From: Stefan Hanreich <s.hanreich@proxmox.com>
To: Maurice Klein <klein@aetherus.de>, pve-devel@lists.proxmox.com
Subject: Re: [pve-devel] [PATCH container 1/1] Signed-off-by: Maurice Klein <klein@aetherus.de>
Date: Tue, 10 Feb 2026 10:56:19 +0100 [thread overview]
Message-ID: <fd5722e0-2c29-4c58-9f0f-c50b523e6989@proxmox.com> (raw)
In-Reply-To: <a2110fae-4877-49c7-91d8-62364b78f3f9@aetherus.de>
On 2/6/26 12:21 PM, Maurice Klein wrote:
[snip]
> I think I didn't explain properly about that.
> Basically the whole Idea is to have a gateway IP like 192.0.2.1/32 on
> the pve host on that bridge and not have a /24 or so route then.
Those are just local to the node for routing, the /24 wouldn't get
announced - only the /32 routes for the additional IPs. But I guess with
that setup you could do without it as well.
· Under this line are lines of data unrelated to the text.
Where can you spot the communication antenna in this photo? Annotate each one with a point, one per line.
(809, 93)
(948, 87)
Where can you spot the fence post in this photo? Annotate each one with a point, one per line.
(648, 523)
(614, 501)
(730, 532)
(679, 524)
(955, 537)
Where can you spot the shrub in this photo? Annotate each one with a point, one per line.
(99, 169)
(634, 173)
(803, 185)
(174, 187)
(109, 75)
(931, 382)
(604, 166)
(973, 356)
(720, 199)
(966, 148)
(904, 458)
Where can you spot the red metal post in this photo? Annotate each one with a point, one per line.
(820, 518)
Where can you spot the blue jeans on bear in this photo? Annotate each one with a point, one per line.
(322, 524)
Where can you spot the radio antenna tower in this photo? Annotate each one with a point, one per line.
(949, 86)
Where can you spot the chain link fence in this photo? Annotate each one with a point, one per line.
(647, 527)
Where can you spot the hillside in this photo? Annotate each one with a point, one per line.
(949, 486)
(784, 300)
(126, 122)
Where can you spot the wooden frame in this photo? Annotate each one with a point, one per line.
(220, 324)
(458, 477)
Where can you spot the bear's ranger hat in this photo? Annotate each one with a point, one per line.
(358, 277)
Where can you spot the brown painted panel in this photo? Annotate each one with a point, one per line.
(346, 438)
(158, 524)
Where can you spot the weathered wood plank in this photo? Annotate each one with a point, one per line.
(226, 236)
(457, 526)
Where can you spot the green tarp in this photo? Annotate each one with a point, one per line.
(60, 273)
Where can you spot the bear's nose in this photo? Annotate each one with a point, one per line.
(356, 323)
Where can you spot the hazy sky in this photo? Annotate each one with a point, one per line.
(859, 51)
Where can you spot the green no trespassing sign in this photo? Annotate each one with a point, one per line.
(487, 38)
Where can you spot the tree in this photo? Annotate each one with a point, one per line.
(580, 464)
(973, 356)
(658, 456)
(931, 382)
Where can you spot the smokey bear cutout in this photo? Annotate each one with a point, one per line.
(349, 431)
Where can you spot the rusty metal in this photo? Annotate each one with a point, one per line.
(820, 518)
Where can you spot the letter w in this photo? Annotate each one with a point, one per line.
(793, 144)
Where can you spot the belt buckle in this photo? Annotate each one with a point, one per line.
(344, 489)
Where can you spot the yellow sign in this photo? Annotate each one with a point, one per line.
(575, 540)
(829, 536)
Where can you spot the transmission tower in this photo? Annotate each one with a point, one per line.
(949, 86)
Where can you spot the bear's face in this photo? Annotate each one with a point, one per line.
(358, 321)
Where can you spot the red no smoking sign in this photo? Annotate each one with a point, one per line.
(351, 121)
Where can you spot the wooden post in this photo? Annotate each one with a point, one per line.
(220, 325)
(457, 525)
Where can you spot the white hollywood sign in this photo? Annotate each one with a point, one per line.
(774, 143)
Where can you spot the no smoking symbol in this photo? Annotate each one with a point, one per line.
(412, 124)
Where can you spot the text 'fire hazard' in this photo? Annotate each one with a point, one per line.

It shouldn't be an issue to
create a 'subnet' as /32 and then give the PVE host the only IP as
gateway IP and configure it that way. Layer-2 zones for instance (VLAN,
QinQ, VXLAN) don't even need a subnet configured at all - so I don't see
a blocker there.
> Guests then also have addresses whatever they might look like.
> For example a guest could have 1.1.1.1/32 but usually always /32,
> although I guess for some use cases it could be beneficial to be able to
> have a guest that gets more then a /32 but let's put that aside for now.
would be quite interesting for IPv6 actually.
> Now there is no need/reason to define which subnet a guest is on and no
> need to be in the same with the host.
>
> The guest would configure it's ip statically inside and it would be
> a /32 usually.
Yeah, most implementations I've seen usually have a 'cluster IP' that is
in RFC 1918 range for local cluster communication, but with containers
that works a lot easier since you can control the network configuration
of them whereas with VMs you cannot and would need to update the
configuration on every move - or use the same subnet across every node
instead of having a dedicated subnet per node/rack.
[snip]
> Now the biggest thing this enables us to do is in pve clusters if we
> build for example a ibgp full mesh the routes get shared.
> There could be any topology now and routing would adapt.
> just as an example while that is a shity topology it can illustrate the
> point.:
>
> GW-1 GW-2
> | \ / |
> | \ / |
> | \ / |
> pve1--pve3
> \ /
> \ /
> pve2
>
> Any pve can fail and there would still be everything reachable.
> Always the shortest path will be chosen.
> Any link can Fail.
> Any Gateway can Fail.
> Even multiple links failing is ok.
> No chance for loops because every link is p2p.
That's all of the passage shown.